Tuesday, June 10, 2008

New Exhibit at the Patent and Trademark Center


If you are reading this, you are probably afflicted with what we might call a touch of intellectual-property-nerdiness. Come on, admit it. Perhaps you admire the effect patents have had on ingenuity and technological advancement in the last couple of centuries. Maybe you're an inventor yourself and recognize the beauty of contributing to the unparalleled body of knowledge that the USPTO's files represent.

Or, if you're like me, you think patents have an appeal beyond the inventions that they describe; that they are a very cool historical record of the times from which these inventions arose. If that's the case, you may be interested in "Patently Beautiful," a new exhibit that will be showing through August at the Patent and Trademark Center in San Francisco Public's Main Library.
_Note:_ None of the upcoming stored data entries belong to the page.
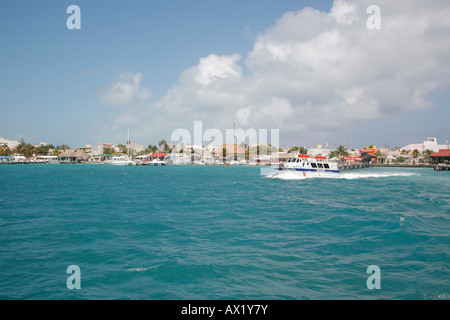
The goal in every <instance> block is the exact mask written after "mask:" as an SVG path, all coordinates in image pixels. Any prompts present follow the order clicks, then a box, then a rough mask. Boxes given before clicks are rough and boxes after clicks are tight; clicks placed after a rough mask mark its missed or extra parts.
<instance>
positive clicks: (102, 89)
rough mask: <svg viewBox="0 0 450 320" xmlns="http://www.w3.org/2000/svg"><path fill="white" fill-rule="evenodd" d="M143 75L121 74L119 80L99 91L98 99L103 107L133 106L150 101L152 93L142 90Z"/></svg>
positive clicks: (136, 73)
mask: <svg viewBox="0 0 450 320" xmlns="http://www.w3.org/2000/svg"><path fill="white" fill-rule="evenodd" d="M142 77H143V75H142V73H139V72H138V73H134V74H133V73H131V72H124V73H121V74H120V75H119V76H118V78H117V79H116V80H115V81H114V82H112V83H110V84H108V85H106V86H104V87H102V88H100V89H99V91H98V92H97V97H98V100H99V102H100V104H101V105H103V106H132V105H136V104H142V103H143V102H145V101H147V100H148V99H150V96H151V94H150V91H149V89H146V88H141V87H140V85H141V81H142Z"/></svg>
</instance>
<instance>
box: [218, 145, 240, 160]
mask: <svg viewBox="0 0 450 320" xmlns="http://www.w3.org/2000/svg"><path fill="white" fill-rule="evenodd" d="M212 157H213V158H214V160H216V161H217V160H219V161H220V160H222V161H224V162H231V161H233V160H236V161H241V160H245V149H244V148H243V147H242V146H241V145H238V144H223V145H222V146H221V147H220V148H218V149H216V150H214V151H213V152H212Z"/></svg>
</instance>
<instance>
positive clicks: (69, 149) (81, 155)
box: [58, 149, 89, 163]
mask: <svg viewBox="0 0 450 320" xmlns="http://www.w3.org/2000/svg"><path fill="white" fill-rule="evenodd" d="M88 160H89V154H87V153H86V152H84V151H81V150H70V149H67V150H63V151H61V153H60V154H59V156H58V161H59V163H80V162H84V161H88Z"/></svg>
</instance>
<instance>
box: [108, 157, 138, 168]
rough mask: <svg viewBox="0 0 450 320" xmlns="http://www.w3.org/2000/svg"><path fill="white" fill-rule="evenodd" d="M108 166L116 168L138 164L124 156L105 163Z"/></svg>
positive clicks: (135, 162) (111, 159)
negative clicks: (116, 166) (115, 167)
mask: <svg viewBox="0 0 450 320" xmlns="http://www.w3.org/2000/svg"><path fill="white" fill-rule="evenodd" d="M105 163H107V164H111V165H114V166H135V165H136V162H135V161H133V160H131V159H130V158H128V157H125V156H122V157H112V159H111V160H107V161H105Z"/></svg>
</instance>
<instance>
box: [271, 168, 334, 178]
mask: <svg viewBox="0 0 450 320" xmlns="http://www.w3.org/2000/svg"><path fill="white" fill-rule="evenodd" d="M286 173H292V174H295V175H297V176H299V177H304V178H333V177H339V175H340V170H334V169H304V168H277V171H276V175H283V174H286Z"/></svg>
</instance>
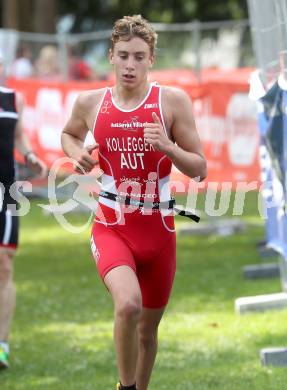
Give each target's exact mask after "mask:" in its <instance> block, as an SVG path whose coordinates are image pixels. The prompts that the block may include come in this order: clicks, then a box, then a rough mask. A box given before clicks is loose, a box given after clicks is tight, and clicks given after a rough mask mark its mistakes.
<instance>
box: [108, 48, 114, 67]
mask: <svg viewBox="0 0 287 390" xmlns="http://www.w3.org/2000/svg"><path fill="white" fill-rule="evenodd" d="M109 60H110V64H111V65H114V51H113V49H109Z"/></svg>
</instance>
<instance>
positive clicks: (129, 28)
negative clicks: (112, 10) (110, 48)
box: [111, 15, 157, 55]
mask: <svg viewBox="0 0 287 390" xmlns="http://www.w3.org/2000/svg"><path fill="white" fill-rule="evenodd" d="M134 37H138V38H141V39H143V40H144V41H145V42H146V43H147V44H148V46H149V48H150V53H151V54H152V55H154V52H155V49H156V43H157V33H156V32H155V31H154V29H153V27H152V26H151V25H150V23H149V22H148V21H147V20H145V19H144V18H143V17H142V16H141V15H133V16H124V17H123V18H122V19H118V20H117V21H116V22H115V24H114V27H113V31H112V36H111V41H112V50H113V49H114V46H115V44H116V43H117V42H118V41H129V40H130V39H132V38H134Z"/></svg>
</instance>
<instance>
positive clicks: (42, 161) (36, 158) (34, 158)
mask: <svg viewBox="0 0 287 390" xmlns="http://www.w3.org/2000/svg"><path fill="white" fill-rule="evenodd" d="M26 164H27V166H28V167H29V168H30V169H31V171H33V172H34V173H35V174H36V175H37V177H39V178H41V179H43V178H44V177H46V176H47V173H48V169H47V166H46V164H45V163H44V162H43V161H42V160H41V159H40V158H39V157H37V156H36V155H35V154H34V153H32V152H31V153H30V154H29V155H28V156H27V160H26Z"/></svg>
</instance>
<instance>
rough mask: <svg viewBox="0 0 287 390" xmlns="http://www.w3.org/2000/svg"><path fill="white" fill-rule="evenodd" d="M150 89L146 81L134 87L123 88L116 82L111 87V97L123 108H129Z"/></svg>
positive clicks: (119, 106) (144, 94) (127, 108)
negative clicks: (112, 86) (115, 84)
mask: <svg viewBox="0 0 287 390" xmlns="http://www.w3.org/2000/svg"><path fill="white" fill-rule="evenodd" d="M149 89H150V83H148V82H147V81H146V82H145V83H144V84H141V85H139V86H138V87H136V88H134V89H127V88H124V87H123V86H122V85H119V84H116V85H115V86H114V87H113V89H112V93H113V98H114V100H115V102H116V103H117V105H118V106H119V107H121V108H124V109H130V108H133V107H136V106H137V105H139V104H140V103H141V102H142V101H143V100H144V98H145V97H146V95H147V94H148V91H149Z"/></svg>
Here's the blurb from the flyer:


Patently Beautiful is a look at patents from each decade of the 20th century representing the technological march forward in the world of beauty products. Often familiar and occasionally absurd, these drawings, taken from original United States patents, illustrate the innovation behind the products that have helped define the concept of beauty in the United States in the last 100 years.
Teresa Riordan, author of Inventing Beauty (a work which helped inspire this exhibit) sums up the fun of this exhibit and of all patents:

No small amount of folk are lies hidden in the patent archives, as Siegfried Giedion once observed.

If you're into the idea of seeing an electric hairdryer from the turn of the century, or what a Scrunci is called in technical terms, stop by the library and have a look at the exhibit.